Ariane Mnouchkine et le Théâtre du Soleil, Bruno Tackels
Ariane Mnouchkine et le Théâtre du Soleil, Ecrivains de plateau VI, 2013, 190 p. 15 €
Ecrivain(s): Bruno Tackels Edition: Les solitaires intempestifs
« Le terrain vague sublime »
Bruno Tackels revient pour la sixième fois à son travail consacré « aux écrivains de plateau », ceux pour qui le texte n’est pas le point central du théâtre, mais ce qui le parachève. Tous ont marqué l’histoire du théâtre contemporain et avec Ariane Mnouchkine et le théâtre du Soleil, il parcourt près de cinquante ans de créations d’une troupe pas comme les autres.
Nous entrons dans le livre de B. Tackels par une magnifique « porte », la première de couverture, invitation à la découverte, au retour sur des souvenirs flamboyants de théâtre. La photographie de plateau, prise lors du tournage du film, né de la pièce Les Naufragés du Fol espoir en 2013 est un « portrait » de la troupe en costumes, prise dans son mouvement et celui d’Ariane Mnouchkine, devant elle, parmi elle. Ils sont ENSEMBLE.

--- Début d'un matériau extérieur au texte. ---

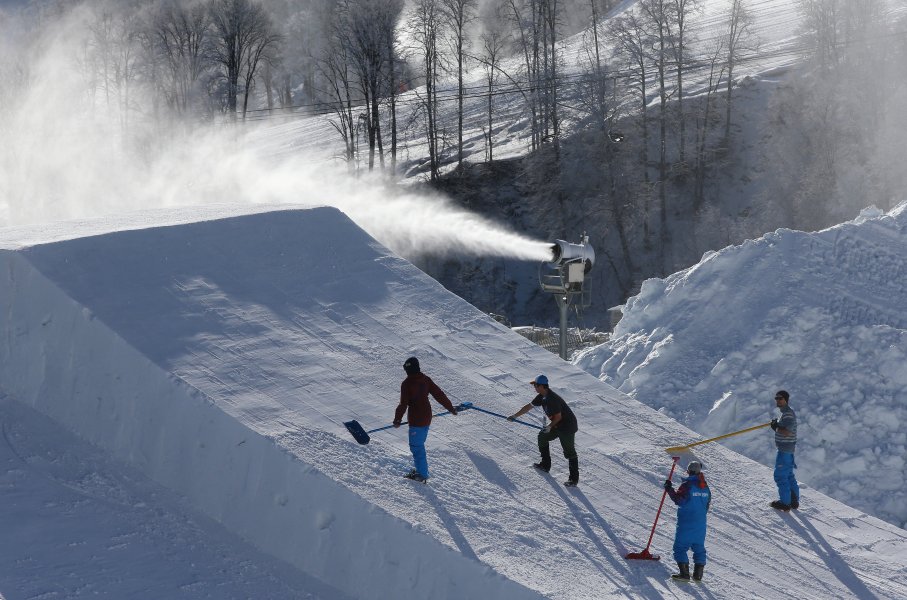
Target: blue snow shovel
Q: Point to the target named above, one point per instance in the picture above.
(362, 436)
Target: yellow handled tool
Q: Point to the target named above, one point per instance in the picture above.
(679, 449)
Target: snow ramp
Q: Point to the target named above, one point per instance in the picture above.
(220, 352)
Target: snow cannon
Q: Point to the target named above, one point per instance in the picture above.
(565, 277)
(563, 253)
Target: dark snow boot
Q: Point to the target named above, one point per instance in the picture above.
(415, 476)
(778, 505)
(545, 463)
(574, 473)
(684, 574)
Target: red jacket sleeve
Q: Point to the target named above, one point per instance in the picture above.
(404, 403)
(439, 395)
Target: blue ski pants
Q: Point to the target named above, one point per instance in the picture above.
(417, 437)
(784, 477)
(690, 535)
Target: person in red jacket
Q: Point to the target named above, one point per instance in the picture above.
(414, 393)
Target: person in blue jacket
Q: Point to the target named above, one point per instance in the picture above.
(692, 499)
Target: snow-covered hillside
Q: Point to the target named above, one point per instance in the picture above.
(218, 354)
(819, 314)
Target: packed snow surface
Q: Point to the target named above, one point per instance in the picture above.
(207, 363)
(818, 314)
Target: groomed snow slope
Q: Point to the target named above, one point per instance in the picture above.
(219, 353)
(819, 314)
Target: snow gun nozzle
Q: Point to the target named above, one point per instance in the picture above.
(563, 252)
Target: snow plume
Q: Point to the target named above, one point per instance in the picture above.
(71, 150)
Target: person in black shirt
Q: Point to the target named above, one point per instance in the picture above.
(563, 426)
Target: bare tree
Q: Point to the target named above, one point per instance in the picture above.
(335, 68)
(425, 25)
(494, 41)
(716, 71)
(679, 43)
(739, 35)
(631, 38)
(243, 34)
(459, 13)
(180, 37)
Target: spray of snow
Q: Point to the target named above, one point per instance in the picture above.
(65, 155)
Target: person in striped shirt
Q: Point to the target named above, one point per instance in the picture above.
(786, 441)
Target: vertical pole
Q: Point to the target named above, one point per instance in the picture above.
(562, 304)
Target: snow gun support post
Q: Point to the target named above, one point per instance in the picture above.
(565, 279)
(362, 436)
(681, 449)
(645, 554)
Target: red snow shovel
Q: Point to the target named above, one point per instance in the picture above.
(645, 554)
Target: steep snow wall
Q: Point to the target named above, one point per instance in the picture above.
(62, 353)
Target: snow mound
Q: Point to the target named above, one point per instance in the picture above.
(818, 314)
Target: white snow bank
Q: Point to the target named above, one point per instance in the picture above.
(101, 339)
(819, 314)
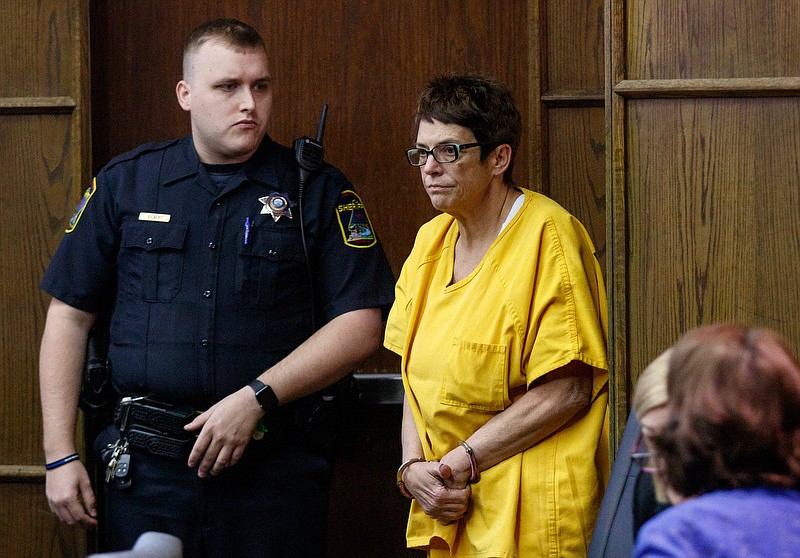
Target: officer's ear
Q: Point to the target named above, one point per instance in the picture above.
(183, 91)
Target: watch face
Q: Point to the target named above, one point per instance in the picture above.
(264, 395)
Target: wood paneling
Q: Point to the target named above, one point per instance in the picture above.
(37, 198)
(681, 39)
(29, 530)
(702, 170)
(574, 47)
(44, 148)
(714, 216)
(576, 154)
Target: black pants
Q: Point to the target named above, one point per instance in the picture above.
(272, 504)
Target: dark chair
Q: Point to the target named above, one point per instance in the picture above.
(614, 531)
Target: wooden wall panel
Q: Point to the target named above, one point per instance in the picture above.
(29, 530)
(574, 48)
(37, 199)
(33, 61)
(44, 153)
(680, 39)
(571, 110)
(576, 151)
(713, 222)
(702, 170)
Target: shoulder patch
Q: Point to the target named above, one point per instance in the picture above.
(357, 231)
(87, 195)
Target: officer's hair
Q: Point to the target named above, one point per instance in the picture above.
(229, 32)
(478, 102)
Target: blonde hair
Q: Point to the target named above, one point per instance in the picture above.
(651, 387)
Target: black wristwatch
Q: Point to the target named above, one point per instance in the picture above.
(264, 395)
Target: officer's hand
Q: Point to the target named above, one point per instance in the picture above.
(427, 483)
(70, 495)
(226, 429)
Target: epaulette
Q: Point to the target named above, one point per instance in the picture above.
(143, 149)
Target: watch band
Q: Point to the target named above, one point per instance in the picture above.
(264, 395)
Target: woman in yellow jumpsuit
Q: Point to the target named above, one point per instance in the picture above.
(500, 320)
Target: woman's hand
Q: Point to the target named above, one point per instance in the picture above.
(432, 485)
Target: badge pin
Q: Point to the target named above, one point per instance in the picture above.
(276, 205)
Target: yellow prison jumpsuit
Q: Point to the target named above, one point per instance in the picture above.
(535, 303)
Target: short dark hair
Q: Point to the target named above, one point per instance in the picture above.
(735, 421)
(230, 32)
(478, 102)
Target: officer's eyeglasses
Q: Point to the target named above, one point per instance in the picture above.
(642, 456)
(444, 153)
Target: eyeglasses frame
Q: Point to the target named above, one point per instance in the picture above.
(429, 152)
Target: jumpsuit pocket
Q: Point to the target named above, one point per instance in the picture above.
(151, 254)
(271, 268)
(475, 376)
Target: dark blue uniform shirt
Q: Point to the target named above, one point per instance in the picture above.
(210, 288)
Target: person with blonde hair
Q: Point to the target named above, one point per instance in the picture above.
(650, 405)
(730, 450)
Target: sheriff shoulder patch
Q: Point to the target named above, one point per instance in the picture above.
(87, 195)
(356, 229)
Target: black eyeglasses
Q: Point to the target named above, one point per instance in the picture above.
(444, 153)
(641, 456)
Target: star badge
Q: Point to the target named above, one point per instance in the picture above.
(276, 205)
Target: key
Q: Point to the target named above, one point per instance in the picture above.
(111, 468)
(122, 471)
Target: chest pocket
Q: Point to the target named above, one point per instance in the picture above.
(475, 376)
(270, 269)
(151, 259)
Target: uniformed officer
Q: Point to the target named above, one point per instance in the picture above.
(231, 294)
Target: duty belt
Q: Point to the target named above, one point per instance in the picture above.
(155, 426)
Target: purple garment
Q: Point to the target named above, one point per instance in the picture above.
(750, 522)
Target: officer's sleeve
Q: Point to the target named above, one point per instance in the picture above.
(82, 271)
(352, 270)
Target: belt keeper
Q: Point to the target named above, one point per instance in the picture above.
(402, 469)
(474, 474)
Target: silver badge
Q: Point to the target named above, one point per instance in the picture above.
(276, 205)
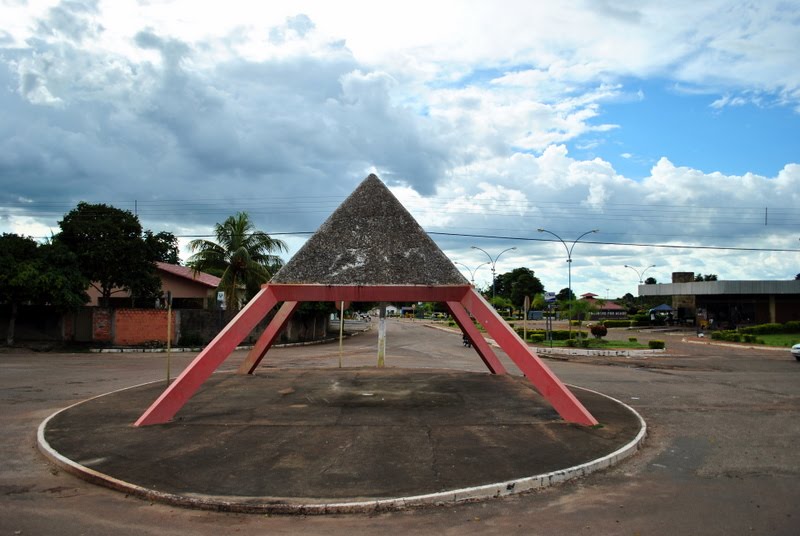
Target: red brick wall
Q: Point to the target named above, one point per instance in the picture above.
(101, 324)
(137, 326)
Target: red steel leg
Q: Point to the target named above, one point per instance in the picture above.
(207, 361)
(528, 362)
(264, 342)
(481, 346)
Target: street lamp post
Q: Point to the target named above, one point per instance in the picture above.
(640, 274)
(471, 271)
(569, 267)
(493, 262)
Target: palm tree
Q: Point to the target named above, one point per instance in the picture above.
(242, 257)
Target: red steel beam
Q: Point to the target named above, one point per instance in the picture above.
(537, 372)
(207, 361)
(485, 351)
(264, 342)
(364, 293)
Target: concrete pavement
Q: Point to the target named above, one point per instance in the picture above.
(339, 440)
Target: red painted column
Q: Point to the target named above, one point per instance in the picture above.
(207, 361)
(481, 346)
(539, 374)
(264, 342)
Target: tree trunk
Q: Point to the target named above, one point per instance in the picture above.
(12, 323)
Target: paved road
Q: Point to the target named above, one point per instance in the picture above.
(722, 456)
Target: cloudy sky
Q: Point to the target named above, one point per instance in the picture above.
(672, 127)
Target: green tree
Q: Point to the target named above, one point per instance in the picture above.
(582, 309)
(243, 257)
(565, 295)
(38, 274)
(517, 284)
(111, 249)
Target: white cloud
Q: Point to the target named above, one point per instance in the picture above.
(467, 112)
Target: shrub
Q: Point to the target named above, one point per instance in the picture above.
(191, 340)
(727, 335)
(767, 329)
(599, 331)
(617, 323)
(764, 329)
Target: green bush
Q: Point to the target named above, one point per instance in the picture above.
(770, 329)
(558, 334)
(765, 329)
(617, 323)
(727, 335)
(599, 331)
(191, 340)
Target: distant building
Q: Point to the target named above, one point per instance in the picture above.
(190, 289)
(729, 303)
(606, 310)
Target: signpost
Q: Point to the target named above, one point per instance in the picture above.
(550, 299)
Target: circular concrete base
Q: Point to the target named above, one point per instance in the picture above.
(338, 440)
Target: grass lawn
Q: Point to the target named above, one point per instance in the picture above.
(780, 339)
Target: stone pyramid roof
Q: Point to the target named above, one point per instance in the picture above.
(371, 239)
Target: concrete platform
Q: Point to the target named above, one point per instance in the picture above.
(338, 440)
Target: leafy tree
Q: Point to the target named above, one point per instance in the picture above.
(34, 274)
(17, 275)
(163, 246)
(582, 309)
(242, 256)
(517, 284)
(538, 303)
(111, 250)
(565, 295)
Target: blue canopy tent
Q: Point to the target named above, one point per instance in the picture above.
(663, 308)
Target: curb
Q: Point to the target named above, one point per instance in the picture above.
(304, 506)
(201, 348)
(543, 350)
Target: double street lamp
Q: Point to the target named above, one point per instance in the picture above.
(640, 274)
(569, 266)
(471, 271)
(493, 262)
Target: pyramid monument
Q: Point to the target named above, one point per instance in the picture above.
(369, 250)
(371, 239)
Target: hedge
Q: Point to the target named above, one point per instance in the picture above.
(617, 323)
(558, 334)
(768, 329)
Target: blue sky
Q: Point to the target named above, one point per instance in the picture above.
(670, 121)
(671, 127)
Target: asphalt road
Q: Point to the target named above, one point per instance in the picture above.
(721, 457)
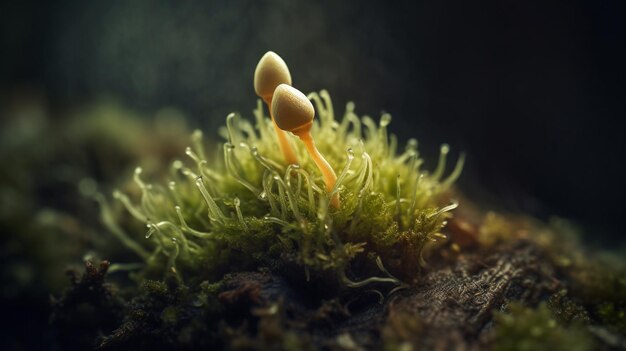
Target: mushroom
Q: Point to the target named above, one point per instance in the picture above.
(293, 112)
(269, 73)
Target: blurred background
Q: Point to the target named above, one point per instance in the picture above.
(532, 91)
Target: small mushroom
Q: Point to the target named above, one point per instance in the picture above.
(269, 73)
(293, 112)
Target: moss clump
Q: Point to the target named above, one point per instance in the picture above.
(522, 328)
(242, 207)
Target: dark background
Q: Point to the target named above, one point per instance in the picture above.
(533, 91)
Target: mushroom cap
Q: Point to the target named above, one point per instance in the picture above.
(269, 73)
(291, 109)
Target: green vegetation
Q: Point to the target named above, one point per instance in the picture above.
(240, 206)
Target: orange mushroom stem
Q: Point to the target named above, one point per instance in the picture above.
(294, 113)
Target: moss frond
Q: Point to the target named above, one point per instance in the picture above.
(242, 205)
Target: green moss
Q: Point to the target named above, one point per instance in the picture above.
(522, 328)
(241, 207)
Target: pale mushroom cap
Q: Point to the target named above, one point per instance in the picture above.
(269, 73)
(291, 109)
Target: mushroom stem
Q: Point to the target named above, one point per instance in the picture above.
(285, 147)
(330, 178)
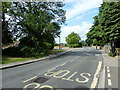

Ce que le livre nous dit, c’est bien que le théâtre du Soleil est d’abord une aventure humaine extraordinaire depuis le début des années 70. L’auteur lui-même se place au milieu d’eux, les gens de la troupe, comédiens, artisans de tous les métiers, tour à tour et jamais dans la posture du critique (universitaire) mais il porte un regard d’ami, un regard de compagnon sur ce qui a animé depuis près de cinq décennies Ariane Mnouchkine et les siens. Il est aussi celui qui marche vers la Cartoucherie, en passant par le bois. D’ailleurs le texte est ouvert : il fait entendre la parole de ceux qui à un moment donné ont participé à l’aventure du Soleil. De très nombreuses citations d’A. Mnouchkine émaillent le livre, enrichies par celles de spectateurs, de membres de la troupe, de comédiens… L’architecture du volume rend compte aussi de cette pluralité de regards : dédicace à une femme de théâtre, Marie Frering ; lettre de l’auteur à ses amis du Soleil de 2012 ; journal de tournage de l’été 2011 (de la p.134 à 150) ; rencontre-entretien entre Ariane Mnouchkine et Anatoli Vassiliev en 2006. Le livre se referme sur un post-scriptum en forme d’hommage au musicien du théâtre, J.J Lemêtre, signé par Hélène Cixous, qui travailla notamment avec le Soleil en 1985 pour le spectacle de L’histoire terrible mais inachevée de Norodom Sihanouk.
Ainsi Bruno Tackles retrace-t-il l’histoire collective et exemplaire du Soleil, investissant la Cartoucherie à l’abandon pour monter 1789, dans le climat d’après 68. Le théâtre sera toujours impliqué par la chose publique et politique. La grève de la faim de l’été 1995 dans le contexte de l’éclatement de la Yougoslavie et la montée du nationalisme serbe en est l’illustration la plus éclatante. Mais Bruno Tackels insiste sur la dimension éthique de l’entreprise théâtrale : ses membres sont polyvalents, payés de la même manière. Ils entretiennent aussi des relations d’accueil avec leurs spectateurs, de partage, y compris lors de repas.
Mais ce qu’a apporté Ariane Mnouchkine à cette épopée, c’est son regard nouveau sur le rapport entre spectacle et texte. Le texte ne précède pas le travail sur le plateau. Son auteur voit en fait son texte « résolu » qu’au moment où il est pris en charge par la troupe, par le corps des comédiens, par les musiciens, décorateurs, costumiers, techniciens. Hélène Cixous accepte d’abandonner ses textes à la troupe. Il faut avant tout « prendre le plateau », « s’y jeter à corps perdu ». En vérité, c’est le plateau qui mène à l’écriture. Les rôles par exemple ne sont pas prédéterminés, attribués au préalable à tel ou tel. C’est en chemin que les choses se décanteront. L’ultime étape n’est autre que celle qui fait que les comédiens jouent à être eux-mêmes.
Ce repositionnement du texte n’empêche pas le Soleil de mettre en scène des œuvres patrimoniales (tragiques grecs ou Molière par exemple).
La longue histoire du théâtre du Soleil n’a rien d’une utopie. Il s’engage dans la Cité, pense à sa pérennité en faisant travailler de jeunes artistes, lors de stages, en réaffirmant que le théâtre est regard sur le monde, lieu où l’imaginaire devient vrai et que Ariane Mnouchkine nomme joliment : « le terrain vague sublime ». Bruno Tackels rend dans son livre un bel hommage à tous.